The importance of documentation is a key theme in Dinosaur 13, a film about a near-complete Tyrannosaurus rex skeleton found in South Dakota in 1990. The government seizure of the fossil made national news, and now the subsequent legal battle between the paleontologists who discovered “Sue,” as the creature has been named, and Federal authorities forms the center of this documentary that tips its favor heavily to the side of the former party. Those scientists, including Pete Larson and the T.rex’s namesake, Susan Hendrickson, are the protagonists of the story as told by director Todd Douglas Miller, and we’re meant to feel sympathy for them in their loss, yet there’s also a lesson to be learned here: diligent records can both benefit and harm us in the end.

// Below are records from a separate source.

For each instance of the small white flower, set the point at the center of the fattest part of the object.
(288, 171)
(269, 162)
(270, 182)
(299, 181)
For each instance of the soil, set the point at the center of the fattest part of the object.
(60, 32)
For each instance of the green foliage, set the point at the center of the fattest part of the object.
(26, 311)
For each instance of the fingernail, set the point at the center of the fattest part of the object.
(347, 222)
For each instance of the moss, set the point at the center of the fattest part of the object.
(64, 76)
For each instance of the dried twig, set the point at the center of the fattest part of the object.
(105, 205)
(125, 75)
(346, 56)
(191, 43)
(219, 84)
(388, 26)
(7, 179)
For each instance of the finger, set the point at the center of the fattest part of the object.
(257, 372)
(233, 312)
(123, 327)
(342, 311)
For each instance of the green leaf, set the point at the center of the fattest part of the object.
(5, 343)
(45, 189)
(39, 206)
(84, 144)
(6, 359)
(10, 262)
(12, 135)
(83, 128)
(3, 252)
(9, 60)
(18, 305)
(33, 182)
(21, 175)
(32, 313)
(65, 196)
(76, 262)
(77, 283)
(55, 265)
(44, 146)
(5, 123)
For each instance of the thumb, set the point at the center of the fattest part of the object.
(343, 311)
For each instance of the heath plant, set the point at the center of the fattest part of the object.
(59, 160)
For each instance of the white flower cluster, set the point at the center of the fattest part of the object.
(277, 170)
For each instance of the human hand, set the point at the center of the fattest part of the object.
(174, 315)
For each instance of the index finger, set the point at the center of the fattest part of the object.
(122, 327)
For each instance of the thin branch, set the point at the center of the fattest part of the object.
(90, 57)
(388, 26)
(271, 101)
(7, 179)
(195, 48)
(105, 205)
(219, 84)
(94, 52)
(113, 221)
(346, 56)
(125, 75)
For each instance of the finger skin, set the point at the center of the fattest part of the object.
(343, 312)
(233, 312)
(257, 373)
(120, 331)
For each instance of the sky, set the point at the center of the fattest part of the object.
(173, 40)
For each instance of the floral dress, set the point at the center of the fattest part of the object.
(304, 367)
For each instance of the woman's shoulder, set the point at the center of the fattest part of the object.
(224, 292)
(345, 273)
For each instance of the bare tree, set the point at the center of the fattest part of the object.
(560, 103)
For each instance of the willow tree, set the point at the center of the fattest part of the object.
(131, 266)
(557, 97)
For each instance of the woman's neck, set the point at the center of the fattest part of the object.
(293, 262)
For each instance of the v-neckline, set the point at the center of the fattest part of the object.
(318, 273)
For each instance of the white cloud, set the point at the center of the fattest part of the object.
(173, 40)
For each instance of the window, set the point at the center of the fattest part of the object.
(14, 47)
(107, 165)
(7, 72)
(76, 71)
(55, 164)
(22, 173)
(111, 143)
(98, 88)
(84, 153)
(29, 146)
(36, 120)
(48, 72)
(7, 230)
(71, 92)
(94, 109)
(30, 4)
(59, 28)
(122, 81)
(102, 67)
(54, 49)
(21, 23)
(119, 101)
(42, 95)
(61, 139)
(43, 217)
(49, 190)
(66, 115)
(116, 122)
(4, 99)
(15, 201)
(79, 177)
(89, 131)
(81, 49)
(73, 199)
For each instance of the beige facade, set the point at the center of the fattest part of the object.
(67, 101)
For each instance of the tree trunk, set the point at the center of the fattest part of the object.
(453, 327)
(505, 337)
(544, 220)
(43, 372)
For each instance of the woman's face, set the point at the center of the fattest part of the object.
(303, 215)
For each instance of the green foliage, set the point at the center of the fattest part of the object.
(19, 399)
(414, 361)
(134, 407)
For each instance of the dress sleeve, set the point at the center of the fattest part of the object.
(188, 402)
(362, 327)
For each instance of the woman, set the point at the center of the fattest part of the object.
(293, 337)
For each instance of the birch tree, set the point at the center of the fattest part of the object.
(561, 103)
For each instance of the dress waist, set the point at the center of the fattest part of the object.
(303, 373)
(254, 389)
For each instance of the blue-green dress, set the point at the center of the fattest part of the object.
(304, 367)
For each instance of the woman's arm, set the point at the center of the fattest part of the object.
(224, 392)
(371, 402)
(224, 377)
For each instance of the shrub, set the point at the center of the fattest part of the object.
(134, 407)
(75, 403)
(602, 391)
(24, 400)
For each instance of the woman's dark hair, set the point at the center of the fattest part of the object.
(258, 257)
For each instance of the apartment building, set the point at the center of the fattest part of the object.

Dinosaur 13 opens with a lengthy sequence showing the discovery and excavation of Sue. The self-documentation that is to be expected with scientific study aids the film by providing a full archival depiction of the events. This footage is seductive and very well laid out. Miller goes for an almost strictly chronological structure for the doc, and so we’re drawn and immersed in this narrative of passionate people and the find of the century, as far as dinosaur fossils are concerned. Anyone going in cold won’t even be aware of the custody struggle and bureaucratic complications and ramifications that are to come, until these plot points arrive on screen in line with how things sequentially played out. It’s as good a set up as you could want for a story like this.
Once the film gets past that sequence, which includes the transportation of the bones to the Larson-headed Black Hills Institute of Geological Research and the heavily manned seizure, plus the local protest, the visual storytelling takes a nosedive. Without more of that strong pre-existing footage, Miller becomes dependent on the talking heads (including Larson, Hendrickson, Oscar-winning documentarian Louie Psihoyos, who was there during the feds’ takeover as a photojournalist, and even some representatives from the other side of the legal battle) and a whole lot of newspaper headline scans. At one point the paleontologists’ self-documentation comes back briefly for a sort of flashback — or held-back, as I’d be more inclined to call it — presenting proof of transaction in Black Hills’s case for ownership. We also see a copy of the check, an additional type of document of the events.
Making a better case for the prosecution turns out to be complicated laws regarding Native American reservation land and property held in government trusts and whether or not a fossil is considered real estate or, fitting the theme of the film, yet another type of record. With all that, the scientific documentation works against Black Hills by being evidence of where they were digging up Sue and other fossils over the years. The doc follows the story away from just the specific T.rex battle to the trial of Larson and the rest of his team that followed as a result of the Sue situation. The institute was involved in many other profitable digs that allegedly were similarly illegal. And the government could make arguments for these only by having confiscated more documents from Black Hills itself.
Through this other court battle, Dinosaur 13 becomes a documentary about geography as much as it’s about geology. Global positioning, mapping of everything from property to territory and the laws about jurisdiction and claims and customs are all significant to the story, with the last being another type of significant documentation, one that is part of the scientists’ downfall. There’s an irony in that plot development as well to the consideration of the T.rex’s life millions and millions of years ago, when there weren’t any of the national or international borders and paper trails and red tape and the rest of the effects of man’s need for notation for either proof or posterity.
It’s never addressed, but there’s something clearly odd about anyone at all having custody of something so old and representational of a life, let alone exploiting it commercially. Larson is apparently a controversial figure in the world of paleontology, something that never comes across in the film. Instead he’s a character made out to be a victim of arcane laws and a system that doesn’t seem to make sense to him and his associates — despite how much it’s relevant to their work. “How could they do that?” is a question that comes up more than once in the doc, and aside from the fact that this film should be answering that fact-centric inquiry, and it does, the question that should be asked here instead is “Should they be able to do that?” And such a question ought to be directed at both sides.
Basically, Dinosaur 13 is a film of local versus federal, and anyone biased in favor of the former in that conflict is going to easily be in accord with Larson and Black Hills. But outside of that great first-act footage of all the work they did and the credit they deserve, we’re never given much reason to care if they win the Sue battle or their other case — a subplot, by the way, that is too much of a diversion from the film’s real main subject, which is the dinosaur rather than any of the humans. Miller loses a lot of his focus and momentum when he gets away from Sue, although even that narrative has a dull third act as depicted on screen.
Altogether, it is an interesting story set in a fascinating world, yet this film fails to both maintain its initially thrilling plot and fully explore its backdrop. Most disappointingly, though, it’s just an insufficient documentation of a chain of events so concerned with different types of documentation. Frankly, it won’t be much of a loss if Dinosaur 13 doesn’t survive the next hundred-million years.
Dinosaur 13 is now in theaters and on demand.